As tourists mill about the French Quarter outside, marveling at the vibrancy of a city that almost drowned in 2005, independent booksellers inside the Astor Crowne Plaza in New Orleans celebrate an industry that is also rebounding despite seemingly insurmountable obstacles. On Thursday, Winter Institute 7 moved from inspirational talks to the nuts-and-bolts ways that booksellers can build communities and boost sales, from Marketing Your Store as a Digital Location to Best Practices for Buying, and The Benefits of Working with Social Media.

A breakfast intended to rouse booksellers, who haven’t signed up to participate in U.S. World Book Night (April 23) and weren’t sure exactly what it is, did just that. Jane Streeter, owner of the Bookcase in Nottinghamshire, England, and president of the Booksellers Association of the U.K. and Ireland, which sponsored the world’s first book night last year, pumped up the already high energy level in the ballroom by showing a clip filmed in Trafalgar Square, London, with international celebrities from the 2011 WBN.

Carl Lennertz, head of the WBN, U.S. said that he envisions an event here that has “50 million Trafalgar Squares and the Grand Canyon.” He urged booksellers to go to www.worldbooknight.org by February 1 to become book pick-up centers and to promote WBN in their communities. “Regular customers will love you more and you’ll have new customers coming in the door,” he said. “It’s one night, but it’s year round. We’ll keep the momentum going.”

The day continued with back-to-back educational sessions sandwiched around a two-hour reps pick lunch.
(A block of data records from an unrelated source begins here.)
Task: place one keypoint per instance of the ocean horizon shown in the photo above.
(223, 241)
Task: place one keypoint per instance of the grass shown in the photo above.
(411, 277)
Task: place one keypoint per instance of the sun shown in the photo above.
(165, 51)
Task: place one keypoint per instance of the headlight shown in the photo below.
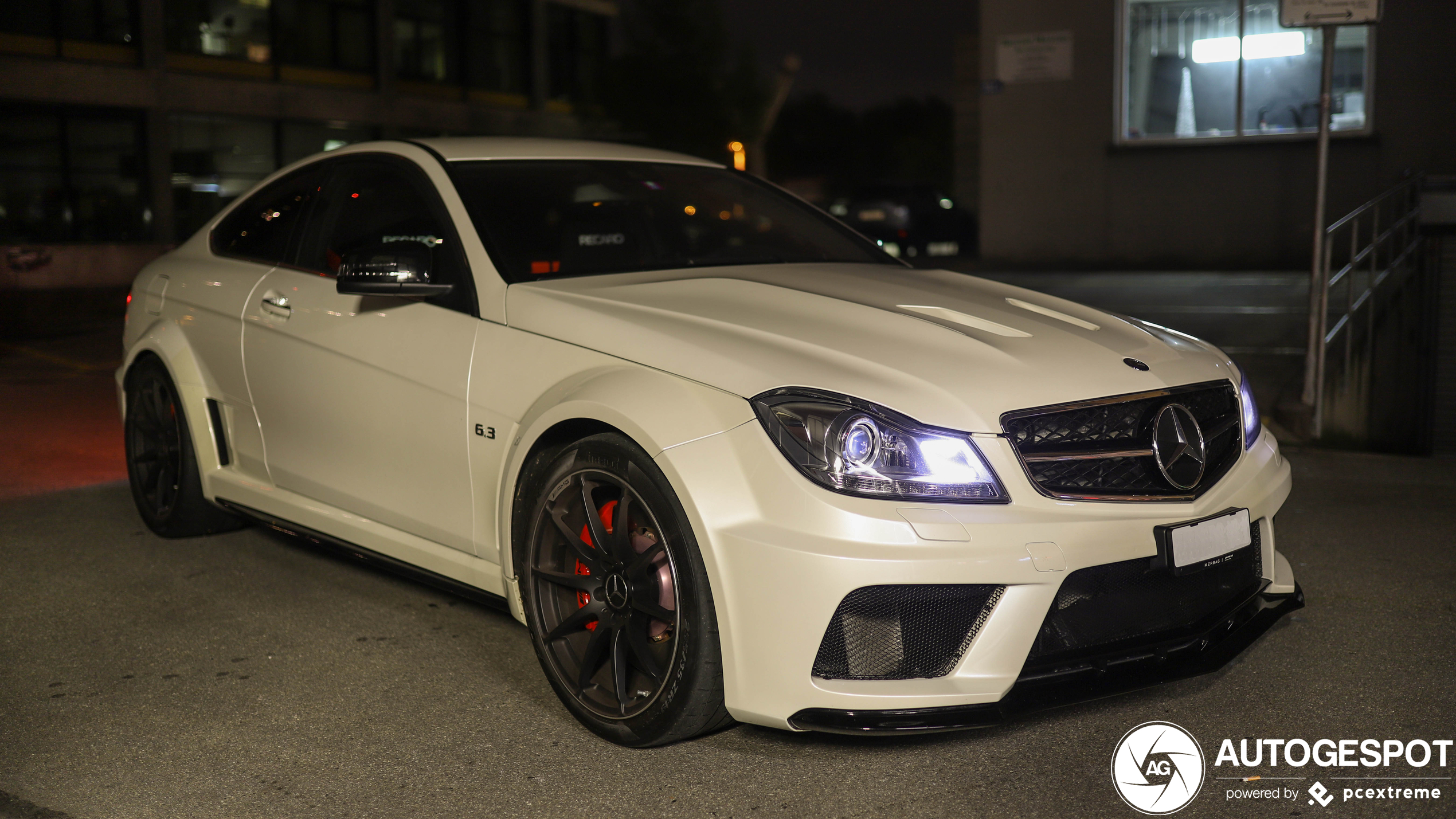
(1250, 409)
(867, 450)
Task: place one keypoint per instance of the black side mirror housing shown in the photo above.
(394, 268)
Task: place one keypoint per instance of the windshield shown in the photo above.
(543, 218)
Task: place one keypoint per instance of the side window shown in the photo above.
(260, 228)
(371, 201)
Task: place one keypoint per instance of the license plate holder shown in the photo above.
(1193, 546)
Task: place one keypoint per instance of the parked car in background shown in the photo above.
(910, 222)
(724, 457)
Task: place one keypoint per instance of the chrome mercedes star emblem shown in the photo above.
(1179, 447)
(616, 588)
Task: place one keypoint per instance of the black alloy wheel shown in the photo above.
(616, 597)
(155, 444)
(162, 461)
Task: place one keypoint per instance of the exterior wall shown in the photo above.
(1056, 191)
(143, 77)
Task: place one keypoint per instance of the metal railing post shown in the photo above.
(1320, 268)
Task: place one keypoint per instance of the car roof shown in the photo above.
(460, 149)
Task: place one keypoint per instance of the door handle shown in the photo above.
(277, 306)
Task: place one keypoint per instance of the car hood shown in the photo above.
(944, 348)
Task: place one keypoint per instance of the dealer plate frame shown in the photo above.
(1164, 536)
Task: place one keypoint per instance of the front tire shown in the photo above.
(162, 461)
(616, 595)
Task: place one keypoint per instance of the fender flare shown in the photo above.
(657, 411)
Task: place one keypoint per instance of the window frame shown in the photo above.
(465, 297)
(251, 195)
(1120, 69)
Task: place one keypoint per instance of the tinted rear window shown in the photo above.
(543, 218)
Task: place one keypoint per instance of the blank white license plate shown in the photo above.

Panels on social media were especially popular, which was no surprise, given that 50% of all Americans use social media Web sites and Facebook boasts 800 million users, according to Dan Cullen, content officer of the ABA. Customers ordering online from books-and-mortar bookstores should have the same “warm and fuzzy experience you’d get in the bookstore,” said Kelly Justice, owner of Fountain Bookstore in Richmond, Va., at Marketing Your Store as a Digital Location. Similarly, in a session on Google Analytics, Google Analytics program manager Jesse Nichols advised that “virtual bookstores should be an accurate reflection of your actual bookstore.”

Justice, who ships to international destinations, said that 10% of the Fountain's sales currently are online, with customers from all over the world, and that there was a 25% increase in orders within a week of the store setting up Paypal on its website to process sales.

"International customers, especially, don't want to use their credit cards," she said.

Author John Green, The Fault in Our Stars, who spoke to an audience of 500 people at New Orleans’s Octavia Books on Wednesday evening, urged booksellers to use Facebook, Twitter, and other social media to draw online communities into bricks-and-mortar bookstores. “It’s helpful to engage people in conversation,” he said. While he gets 20 e-mails a day, he receives 3,000-4,000 Tweets.

Other presentations were more focused on process, like one moderated by former ABA COO Len Vlahos, now head of the Book Industry Study Group, on strategic planning. At it Robert Sindelar, managing partner of Third Place Books in Lake Forest, Wash., spoke about how he turned around a second store that just wasn’t working by replacing the café and taking the advice of area restauranteurs on how to redesign the store. And Peter Makin, owner of Brilliant Books in Suttons Bay, Mich., described how he stockpiled fixtures from two closing stores and knocked on doors in downtown Traverse City to scout out a second location that opened this holiday season. Both said that they would definitely open another store.

So far the show has been earning high marks from booksellers. “I love it. I’m completely geeking out,” Stacie Williams of Boswell Book Company, in Milwaukee told PW. She praised the educational sessions for being more focused this year than in the past. “I’m on overload,” said Sue Boucher of Lake Forest Books in Lake Forest, Ill. “It’s so nice to see people are so up, thinking outside the box.”

Booksellers had a chance to relax with an evening author reception that brought 62 authors, some from across the Pond, to New Orleans. “This is a great venue to introduce these passionate booksellers to books,” said Morgan Entrekin, president and publisher of Grove Atlantic, who attends every year and brought Val McDermid, Jeanette Winterson, and Michael Thomas to the show. “With the absence of Borders, this group is more important.”

Winter Institute winds up today. Booksellers will work in small groups to assess the challenges facing a model bookstore and strategize about how to take it to the next level.